La llegada de Montserrat Corulla al mercado laboral supuso un incremento de actividad comercial también para su familia. Sus padres, Alberto Corulla e Isabel Castro, figuran en los consejos de administración de varias empresas vinculadas con su hija. Como ejemplo, Isabel Castro es administradora única de Inmuebles Dalmina, SL. La madre de la letrada encarcelada tenía 60 años en la fecha de creación de la sociedad: 10 de julio de 2002. La firma, fundada como promotora de arrendamientos inmobiliarios, tiene a Montserrat Corulla como única apoderada y 337.733 euros en activos, según las cuentas presentadas en 2004. Esta sociedad fue creada el mismo día que Palacio de Villagonzalo, SL, una de las empresas intervenidas por el Juzgado de Instrucción número 5 de Marbella. El historial empresarial de Alberto Corulla –padre de la abogada– es también tardío. Comienza según el Registro Mercantil en 1991, con 51 años. Nunca antes había ostentado cargos en empresas españolas, pero desde 1994 hasta la actualidad ha sido inscrito en nueve sociedades.

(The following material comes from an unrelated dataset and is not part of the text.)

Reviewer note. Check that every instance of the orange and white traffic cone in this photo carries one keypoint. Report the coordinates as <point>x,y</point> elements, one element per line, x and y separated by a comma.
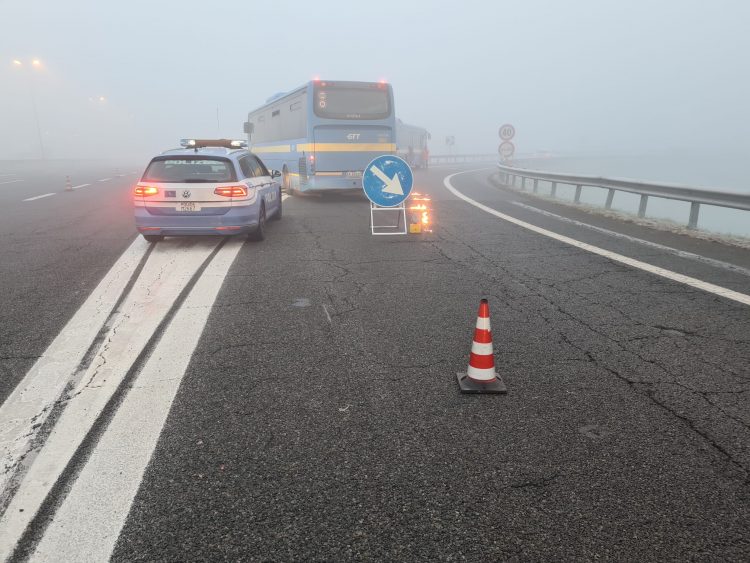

La utilización de los familiares era una técnica utilizada por Juan Antonio Roca para sus operaciones urbanísticas. El detenido en la operación Malaya registró cuatro sociedades en 1993 a nombre de su madre, Dolores Nicolás Pérez, que contaba con más de ochenta años en aquella fecha. La Fiscalía de la Audiencia Nacional consideró entonces que estas empresas –Dintak, Contratas Peninsulares, Contratas El Plantío y Cantera Nasok– fueron el canal para desviar 4.442 millones de pesetas de las arcas marbellíes.

La bonanza económica sonrió a Montserrat mientras trabajaba con Roca. En 2005, la joven abogada se compró un piso de lujo en el número 32 de la calle Eduardo Dato, de Madrid. El inmueble, de más de 300 metros cuadrados, fue hipotecado por 1.300.000 euros. Un gran capricho para una abogada aficionada al lujo. En la actualidad, el piso se encuentra bloqueado “en virtud de las diligencias previas 4796/05”, que corresponden a la instrucción de la operación Malaya. En una nota oficial, el juez Santiago Torres hace constar que el bloqueo de las cuatro _ ncas a nombre de Corulla en el Registro de la Propiedad se debe a los “indicios racionales de que el verdadero titular de los bienes es Juan Antonio Roca”.